Créatures et figures
Armé d’un doctorat, il part enseigner aux États-Unis, publie ses premiers livres ( Afriques indociles, Karthala, 1988; La Naissance du maquis dans le Sud-Cameroun, Karthala, 1996; d’autres), milite pour le développement des sciences sociales en Afrique, mais sans parvenir à se poser. La parution, en 2000, de De la postcolonie, aujourd’hui réédité en poche à La Découverte avec une préface inédite de la brillante Nadia Yala Kisukidi, règle sa situation. Le livre lui ouvre les portes de l’université Witwatersrand, à Johannesbourg, où on lui demande de contribuer à la création d’un institut de recherche qu’il dirigera dès 2001.
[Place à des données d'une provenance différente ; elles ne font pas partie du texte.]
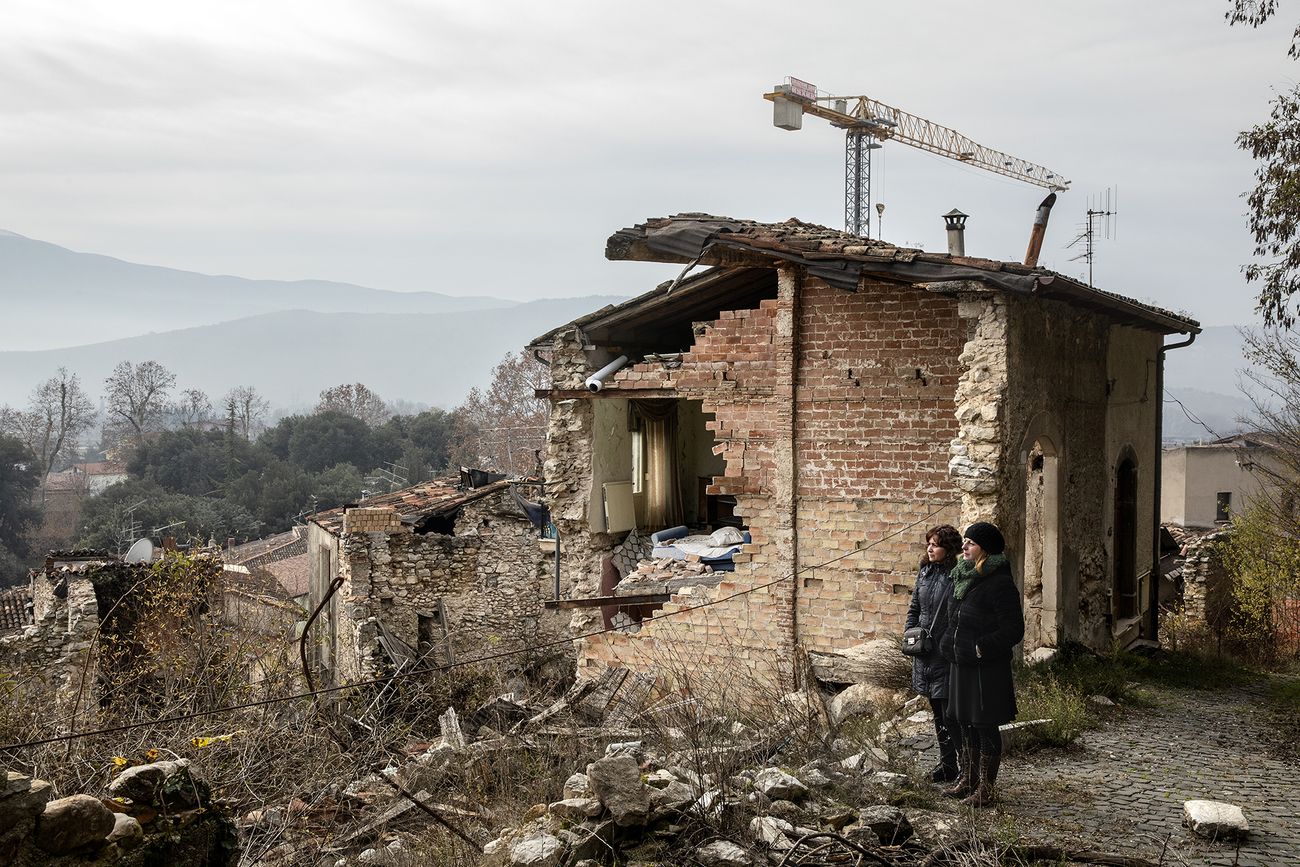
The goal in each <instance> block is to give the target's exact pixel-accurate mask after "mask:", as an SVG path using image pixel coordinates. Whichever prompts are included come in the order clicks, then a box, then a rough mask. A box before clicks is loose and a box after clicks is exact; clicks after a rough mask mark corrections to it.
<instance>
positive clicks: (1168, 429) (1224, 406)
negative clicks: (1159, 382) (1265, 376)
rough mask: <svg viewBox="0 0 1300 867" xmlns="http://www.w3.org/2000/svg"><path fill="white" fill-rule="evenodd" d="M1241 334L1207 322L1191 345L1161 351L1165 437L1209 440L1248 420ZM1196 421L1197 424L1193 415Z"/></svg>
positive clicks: (1248, 399) (1237, 326)
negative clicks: (1164, 352) (1165, 390)
mask: <svg viewBox="0 0 1300 867" xmlns="http://www.w3.org/2000/svg"><path fill="white" fill-rule="evenodd" d="M1243 343H1244V342H1243V341H1242V335H1240V334H1239V333H1238V326H1235V325H1212V326H1209V328H1206V329H1205V330H1204V331H1201V333H1200V334H1197V335H1196V341H1195V342H1192V344H1191V346H1188V347H1186V348H1182V350H1173V351H1171V352H1169V354H1166V355H1165V389H1166V390H1167V391H1169V395H1173V396H1174V398H1177V399H1178V400H1180V402H1182V406H1179V404H1178V403H1174V402H1173V400H1170V398H1169V395H1165V439H1166V441H1167V439H1179V441H1196V439H1213V437H1214V434H1219V435H1225V437H1226V435H1229V434H1231V433H1236V432H1238V430H1242V429H1243V428H1248V426H1249V424H1248V422H1247V424H1244V425H1243V424H1242V420H1243V419H1247V420H1248V419H1249V417H1251V416H1252V415H1253V409H1255V407H1253V404H1252V403H1251V400H1249V399H1248V398H1247V396H1245V395H1244V394H1243V393H1242V390H1240V387H1239V382H1240V380H1242V373H1240V372H1242V370H1243V369H1244V368H1247V367H1248V365H1247V360H1245V356H1244V355H1242V347H1243ZM1197 419H1199V420H1200V422H1204V424H1200V422H1197V421H1196V420H1197Z"/></svg>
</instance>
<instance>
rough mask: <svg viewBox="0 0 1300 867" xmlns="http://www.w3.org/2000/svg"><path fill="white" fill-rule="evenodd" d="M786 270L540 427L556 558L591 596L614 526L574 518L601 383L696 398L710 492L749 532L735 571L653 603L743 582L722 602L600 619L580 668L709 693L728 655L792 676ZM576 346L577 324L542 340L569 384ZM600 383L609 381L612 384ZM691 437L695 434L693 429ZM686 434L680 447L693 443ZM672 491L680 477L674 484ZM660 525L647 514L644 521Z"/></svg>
mask: <svg viewBox="0 0 1300 867" xmlns="http://www.w3.org/2000/svg"><path fill="white" fill-rule="evenodd" d="M796 285H797V277H796V274H794V273H793V272H789V270H781V272H780V274H779V291H777V298H776V299H770V300H763V302H761V303H759V305H758V307H755V308H746V309H736V311H723V312H722V315H720V316H719V318H718V320H715V321H712V322H707V324H698V325H697V326H695V339H694V343H693V346H692V347H690V350H689V351H688V352H685V354H684V355H682V359H681V364H680V365H676V367H669V365H667V364H663V363H659V361H651V363H640V364H636V365H632V367H628V368H624V369H623V370H620V372H619V373H616V374H615V376H614V377H611V382H610V383H608V385H607V387H606V393H602V394H603V395H607V396H601V398H589V399H584V398H578V399H565V400H559V402H555V404H554V407H552V413H551V428H550V435H549V438H547V464H546V478H547V486H549V495H550V498H551V510H552V517H554V520H556V524H558V526H559V529H560V536H562V541H563V543H564V545H565V554H564V559H563V563H564V568H565V573H567V576H568V580H569V582H571V584H572V585H573V586H575V593H573V594H575V595H586V597H594V595H597V594H598V589H599V568H601V559H602V558H603V556H604V555H606V554H608V552H611V551H612V550H614V547H615V545H616V543H617V542H619V541H620V538H621V537H611V536H608V534H604V533H599V532H593V530H591V528H589V525H588V523H586V519H585V513H584V512H585V507H586V503H588V498H589V497H590V495H591V491H590V484H591V481H590V472H589V469H588V468H589V465H590V459H589V458H588V455H589V454H590V450H591V442H593V438H591V432H593V426H594V421H595V419H597V415H598V411H597V409H595V408H594V407H593V404H594V403H597V402H599V400H607V399H608V396H615V395H616V396H619V398H630V396H637V394H638V393H640V394H646V395H647V396H677V398H682V399H688V400H698V402H699V403H701V411H702V412H703V413H705V415H706V416H711V420H708V421H706V422H705V426H706V428H707V430H710V432H712V435H714V439H715V441H716V443H718V445H716V447H715V454H720V455H722V456H723V458H724V460H725V469H724V472H723V474H722V476H719V477H715V480H714V484H712V485H710V486H708V489H707V490H708V493H710V494H715V495H719V494H720V495H732V497H735V498H736V515H737V516H740V517H741V519H742V520H744V521H745V524H746V526H748V528H749V530H750V534H751V538H753V543H751V545H749V546H746V549H745V551H744V552H741V554H738V555H736V572H735V573H732V576H729V580H728V581H724V582H722V584H719V585H718V586H716V588H693V589H690V591H689V593H684V594H680V595H679V597H677V598H675V599H673V601H672V602H668V603H667V604H664V607H663V608H662V614H671V612H680V611H681V610H684V608H688V607H692V606H695V604H701V603H703V602H710V601H714V599H719V598H722V597H727V595H732V594H737V593H744V595H738V597H737V598H736V599H732V601H728V602H724V603H723V604H718V606H711V607H707V608H702V610H698V611H689V612H684V614H677V616H673V617H671V619H666V620H658V619H646V620H643V621H642V624H641V632H640V633H637V634H636V636H628V634H624V633H606V634H602V636H597V637H591V638H586V640H582V641H581V642H580V651H578V666H580V675H584V676H594V675H598V673H599V672H601V671H602V669H604V668H606V667H607V666H629V667H633V668H651V667H653V668H658V669H659V671H660V672H663V673H666V675H668V676H669V677H671V679H672V680H675V681H676V684H677V686H679V688H682V689H684V688H688V686H689V685H692V684H694V685H695V686H703V685H705V682H703V681H710V680H712V681H714V682H711V684H708V686H710V689H708V692H710V694H712V695H718V692H716V689H714V688H716V686H719V684H720V682H723V681H729V682H731V684H732V685H735V684H736V681H737V679H736V673H737V666H738V667H740V669H741V671H744V672H745V673H746V675H748V676H749V682H750V684H751V685H753V684H758V682H764V684H771V685H772V688H774V692H775V690H777V689H780V688H783V686H785V685H788V684H789V682H790V681H792V680H793V672H792V668H790V666H792V659H793V653H792V651H793V604H794V599H793V597H792V589H790V581H789V580H788V578H787V580H784V581H777V582H776V584H774V585H772V586H767V588H762V589H759V585H762V584H766V582H771V581H772V580H774V578H777V577H780V576H783V575H784V576H788V575H789V573H790V571H792V565H793V560H794V555H793V543H794V532H793V520H794V489H793V474H792V468H793V455H794V442H793V406H792V394H793V346H794V331H796V309H794V298H796ZM588 373H589V369H588V360H586V357H585V355H584V354H582V346H581V341H580V337H578V335H577V334H576V333H575V331H569V333H567V334H563V335H562V337H560V338H559V339H558V341H556V344H555V350H554V352H552V381H554V383H555V387H556V389H575V387H581V383H582V380H584V378H585V377H586V376H588ZM611 393H612V394H611ZM697 446H698V443H697ZM693 451H694V447H692V452H693ZM684 495H689V494H686V491H684ZM653 529H658V528H653ZM571 628H572V630H573V633H575V634H584V633H589V632H593V630H597V629H599V628H601V617H599V610H595V608H589V610H578V611H577V612H576V614H575V616H573V620H572V624H571Z"/></svg>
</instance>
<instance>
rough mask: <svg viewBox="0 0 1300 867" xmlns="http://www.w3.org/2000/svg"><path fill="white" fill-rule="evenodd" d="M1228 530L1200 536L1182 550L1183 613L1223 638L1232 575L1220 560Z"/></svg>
mask: <svg viewBox="0 0 1300 867" xmlns="http://www.w3.org/2000/svg"><path fill="white" fill-rule="evenodd" d="M1230 533H1231V530H1219V532H1217V533H1208V534H1205V536H1199V537H1196V538H1193V539H1192V541H1191V542H1188V545H1187V547H1186V550H1184V551H1183V616H1184V619H1186V620H1187V623H1188V624H1204V625H1205V627H1206V628H1208V629H1209V630H1210V633H1212V634H1213V636H1214V637H1216V638H1217V640H1218V641H1222V640H1223V637H1225V634H1226V633H1227V628H1229V625H1230V623H1231V619H1232V604H1234V602H1232V576H1231V575H1229V571H1227V567H1226V564H1225V563H1223V542H1226V541H1227V538H1229V536H1230Z"/></svg>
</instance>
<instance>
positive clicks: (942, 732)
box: [907, 524, 962, 783]
mask: <svg viewBox="0 0 1300 867" xmlns="http://www.w3.org/2000/svg"><path fill="white" fill-rule="evenodd" d="M961 546H962V536H961V533H958V532H957V528H956V526H952V525H949V524H943V525H940V526H933V528H931V529H930V530H927V532H926V554H924V556H922V559H920V572H918V573H917V586H915V589H914V590H913V591H911V604H910V606H907V629H911V628H913V627H922V628H923V629H927V630H928V632H930V636H931V637H932V643H933V649H932V650H931V651H930V653H928V654H926V655H923V656H913V658H911V688H913V689H914V690H917V693H918V694H920V695H924V697H926V698H928V699H930V710H931V711H932V712H933V714H935V737H936V740H937V741H939V767H936V768H935V770H933V771H932V772H931V775H930V779H931V780H933V781H935V783H952V781H953V780H956V779H957V777H958V776H959V775H961V770H959V764H958V751H959V747H961V732H959V731H958V729H957V727H950V725H949V720H948V715H946V712H945V711H944V702H945V699H946V698H948V660H946V659H944V658H943V656H941V655H940V653H939V640H940V638H941V637H943V634H944V632H945V630H946V629H948V608H949V606H950V604H952V601H950V598H952V595H953V582H952V580H950V578H949V577H948V572H949V571H950V569H952V568H953V567H954V565H957V555H958V554H959V552H961Z"/></svg>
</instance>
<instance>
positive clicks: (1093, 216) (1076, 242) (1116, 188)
mask: <svg viewBox="0 0 1300 867" xmlns="http://www.w3.org/2000/svg"><path fill="white" fill-rule="evenodd" d="M1113 192H1114V200H1112V188H1110V187H1106V192H1105V194H1097V195H1096V196H1089V199H1088V211H1087V212H1084V213H1086V220H1084V222H1083V227H1082V229H1080V230H1079V234H1078V235H1075V237H1074V240H1071V242H1070V243H1067V244H1066V248H1067V250H1069V248H1071V247H1075V246H1078V244H1083V251H1082V252H1080V253H1079V255H1078V256H1071V257H1070V261H1079V260H1080V259H1082V260H1084V261H1086V263H1088V286H1092V260H1093V259H1096V255H1097V247H1096V243H1097V226H1099V224H1100V226H1101V233H1102V234H1104V235H1105V238H1106V240H1110V239H1112V238H1113V237H1114V238H1118V237H1119V187H1115V188H1114V191H1113Z"/></svg>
Depuis, sa production intellectuelle tout à fait singulière n’a cessé de se développer -et de dessiner une image nouvelle de l’Afrique et de la pensée qui s’y fomente, peuplée de créatures, de figures et d’idées sans comparaison avec ce qui se réfléchit en Europe. Ces créatures et ces figures, toutefois, sont avant tout les produits abandonnés derrière elles par les autorités coloniales -les blessures et les cauchemars, créés par elles et que leurs récits tentent aujourd’hui de gommer. Ce sont des figures du désir pour les corps de couleur, d’ivrognerie satisfaite, de torture et de violence, de mépris et de sa justification au nom de la religion, de la démocratie ou d’on ne sait trop quel principe commode. Pour décrire ce paysage politique, Mbembe a forgé un néologisme qui a fait le tour du monde: « nécropolitique » -comme on parlerait de nécropole. L’imaginaire post-colonial est un imaginaire de la mort vivante, de la violence faite vie, de l’attrition des corps comme condition de leur action. Dans Brutalisme, son dernier livre, la perspective s’élargit encore: désormais, aux corps et aux imaginaires, Mbembe rajoute les murs, les routes, les bâtiments- toute l’architecture des ruines de béton qui forme l’ordinaire des villes d’Afrique et, au-delà d’elle, de la condition mondiale sous le joug néolibéral. Glaçant et indispensable.
Brutalisme
D’Achille Mbembe, éditions La Découverte, 246 pages.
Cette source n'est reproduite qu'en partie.